香菇肉燥 Minced Meat with Mushroom
材料(约6人份)Ingredients (Approx. 6 servings):
猪搅肉 Minced meat    300 g
香菇 Mushroom            8 nos(洗净,泡发后切丁 Rinse, soak to rehydrate and cut into small cubes)
小红葱 Shallot              4 nos(切碎 Chopped)
蒜头 Garlic                     1 nos(切碎 Chopped)

调味料 Seasonings:
蚝油 Oyster sauce          2 tbsp
酱油 Light soy sauce      2 tbsp
黑酱油 Dark soy sauce  2 tsp
麻油 Sesame oil               2 tsp
绍兴酒 Shaoxing wine   2 tsp
白胡椒粉 White pepper powder   1 tsp
水 Water                          100 ml(香菇水Mushroom water 50 ml+清水 Plain water 50 ml)

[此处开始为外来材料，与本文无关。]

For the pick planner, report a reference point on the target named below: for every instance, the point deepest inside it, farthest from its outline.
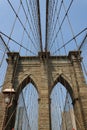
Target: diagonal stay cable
(52, 42)
(53, 27)
(28, 20)
(50, 18)
(70, 40)
(22, 24)
(25, 109)
(39, 23)
(32, 21)
(17, 43)
(36, 18)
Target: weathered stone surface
(44, 71)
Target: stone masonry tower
(44, 71)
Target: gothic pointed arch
(65, 81)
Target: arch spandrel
(65, 81)
(24, 81)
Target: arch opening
(62, 112)
(27, 109)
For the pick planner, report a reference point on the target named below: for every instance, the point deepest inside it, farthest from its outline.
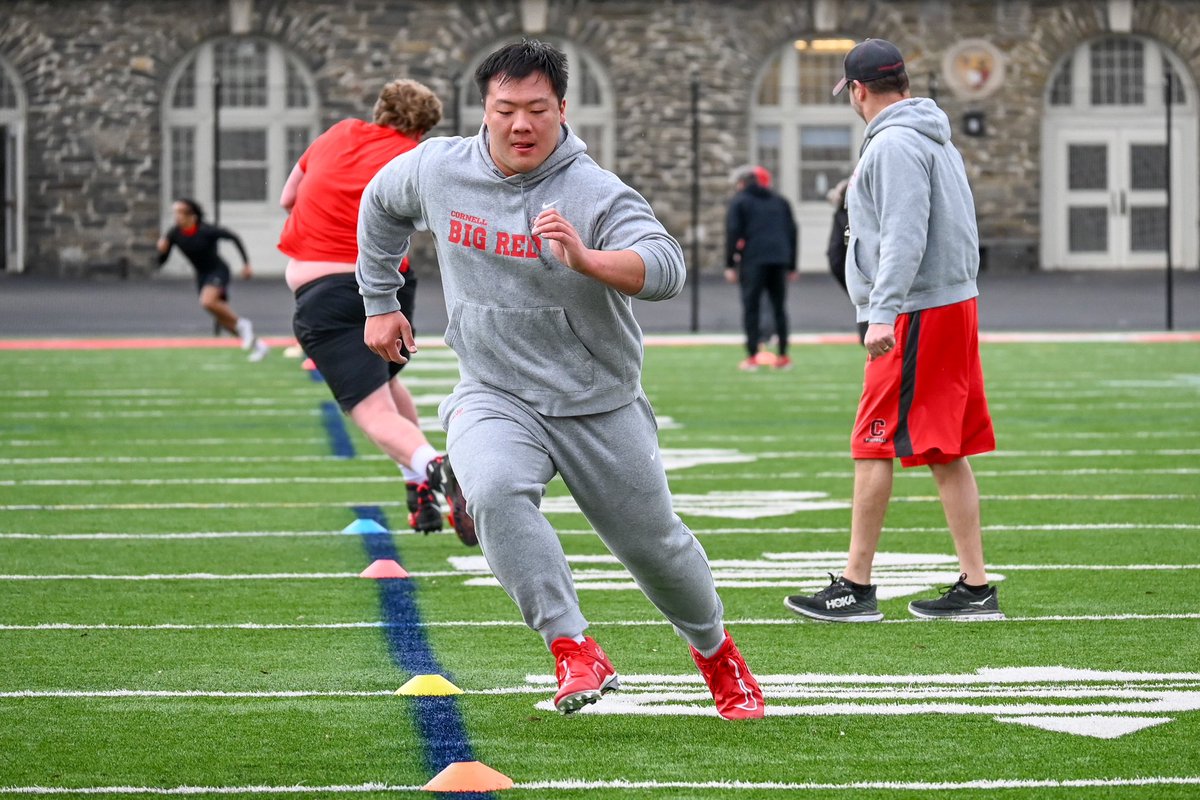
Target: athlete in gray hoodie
(540, 252)
(911, 270)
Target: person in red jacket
(321, 239)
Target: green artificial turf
(169, 523)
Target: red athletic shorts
(923, 402)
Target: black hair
(521, 60)
(893, 84)
(195, 208)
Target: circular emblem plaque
(973, 68)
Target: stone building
(108, 110)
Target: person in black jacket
(839, 240)
(760, 253)
(198, 241)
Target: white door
(267, 115)
(1113, 203)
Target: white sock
(246, 330)
(708, 653)
(421, 458)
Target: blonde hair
(408, 107)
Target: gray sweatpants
(504, 453)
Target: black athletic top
(201, 246)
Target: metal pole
(695, 202)
(457, 106)
(1170, 265)
(216, 148)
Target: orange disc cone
(468, 776)
(384, 569)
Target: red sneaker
(729, 679)
(583, 672)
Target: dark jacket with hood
(760, 226)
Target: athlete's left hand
(880, 340)
(564, 240)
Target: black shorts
(329, 322)
(217, 277)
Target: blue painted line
(438, 720)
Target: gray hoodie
(913, 241)
(520, 320)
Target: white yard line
(513, 623)
(621, 785)
(388, 503)
(587, 531)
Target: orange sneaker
(583, 673)
(729, 679)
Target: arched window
(264, 103)
(1105, 157)
(12, 179)
(804, 136)
(589, 103)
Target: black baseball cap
(870, 60)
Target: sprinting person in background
(760, 256)
(541, 251)
(198, 241)
(322, 198)
(911, 269)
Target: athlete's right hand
(385, 334)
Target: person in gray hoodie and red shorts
(540, 252)
(911, 269)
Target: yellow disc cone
(429, 686)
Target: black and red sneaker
(424, 511)
(441, 479)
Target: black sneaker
(442, 480)
(959, 602)
(838, 602)
(424, 512)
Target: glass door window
(805, 137)
(265, 104)
(1105, 158)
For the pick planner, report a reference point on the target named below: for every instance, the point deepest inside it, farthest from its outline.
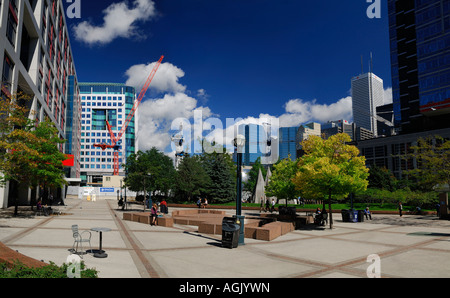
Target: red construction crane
(115, 139)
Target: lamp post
(239, 143)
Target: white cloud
(299, 111)
(156, 117)
(119, 21)
(165, 79)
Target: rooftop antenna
(362, 70)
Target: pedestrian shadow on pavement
(216, 242)
(429, 234)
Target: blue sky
(290, 59)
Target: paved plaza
(408, 246)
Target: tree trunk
(329, 209)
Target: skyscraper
(101, 102)
(420, 56)
(36, 59)
(287, 142)
(367, 95)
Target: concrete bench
(145, 217)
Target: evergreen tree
(221, 171)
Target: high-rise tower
(420, 57)
(367, 95)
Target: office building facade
(419, 33)
(288, 142)
(367, 95)
(101, 102)
(36, 59)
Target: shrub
(19, 270)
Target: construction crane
(116, 139)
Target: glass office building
(101, 102)
(36, 59)
(287, 142)
(420, 57)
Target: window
(8, 67)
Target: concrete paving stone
(381, 238)
(6, 232)
(415, 263)
(224, 262)
(328, 251)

玉米淀粉 Corn starch      适量 Some

做法 Method:
  1. 热锅下油,爆香小红葱和蒜米,加入香菇丁翻炒,再加入猪搅肉。Heat the wok with some oil, saute the chopped shallots and garlic, add in mushroom cubes and minced meat.
  2. 倒入调味料,焖煮至猪肉变熟,勾芡,即可盛起。Pour the seasonings in and cook til the minced meat is cooked. Add in corn starch water to thicken the sauce.